On Apophis and me, I haven’t given my name because it’s in the telephone directory, and I don’t want late night rocks thrown at my windows. And Apophis shouldn’t subject himself to such torments either. But I have given my history to you all. Why are Apophis and I different? Because he hasn’t. But we can still glean things about him. He’s said that he concentrated in geology as an undergrad, and earned a science, not education master’s degree. He has said he teaches physical science, which places him in a middle school because he said that some of his students became engineers and doctors. Ninth grader future engineers and doctors don’t take physical science–that’s a general ed course in high school for students who are really weak in science.
Students who are really weak in science get crappy science teachers. So, I’m going to posite you teach middle school science. Apophis, if I’m wrong, just say it.
Apophis hasn’t said, “Here’s where I did my undegrad studies, and here’s my degree.” It can’t be a College of Liberal Arts and Sciences geology degree, because that per se doesn’t qualify for state teacher licensure. To receive state licensure, you have to take a slew of education courses. The vast majority of middle school science teachers-to-be take a College/School of education program that leads to an COE/SOE degree, with a “major” in the science. If you get a CLAS (science department) degree, you have to earn either a college/school of education minor, or a dual-degree, or an MAT master’s degree.
Apophis, which do you have: a CLAS, or COE /SOE bachelor’s degree? Or a double degree? Just be honest, and tell the people here what you earned.

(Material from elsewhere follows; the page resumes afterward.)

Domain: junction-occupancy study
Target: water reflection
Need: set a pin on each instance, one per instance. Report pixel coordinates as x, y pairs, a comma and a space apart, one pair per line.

Taking some nasty swipes today aren’t we heartlander? Is your self esteem a little low this fine morning? Hey jackass, everyone who reads this blog as well as I actually knows you cannot prove any of the claims you make about yourself. Maybe they are true, maybe they aren’t. The fact is that you can’t prove a damned thing. LOL
I see no point in divulging my credentials to the INTERNET, especially just because YOU think I should. Sorry, you’re not near that important. What really matters is that many local, state and national organizations think I am a pretty damned good teacher. My services are in much demand. Sorry, you’ll just have to take my word on that. Ask NE Heartbreak the next time he chimes in. He has actually observed me in my classroom, at my invitation. Worry not, an invitation will never be extended to you. I do not want your anti-public education slime to contaminate my students.
Any educated reader is going to see you for what you are heartlander; an anti-public education elitist who can only bash on a teacher who DARES stand up to you. Do us all a favor and just bugger off. ROFLMAO
Bash away the rest of the weekend on me, I won’t be around much.I look forward to seeing your next psychotic episode heartlander.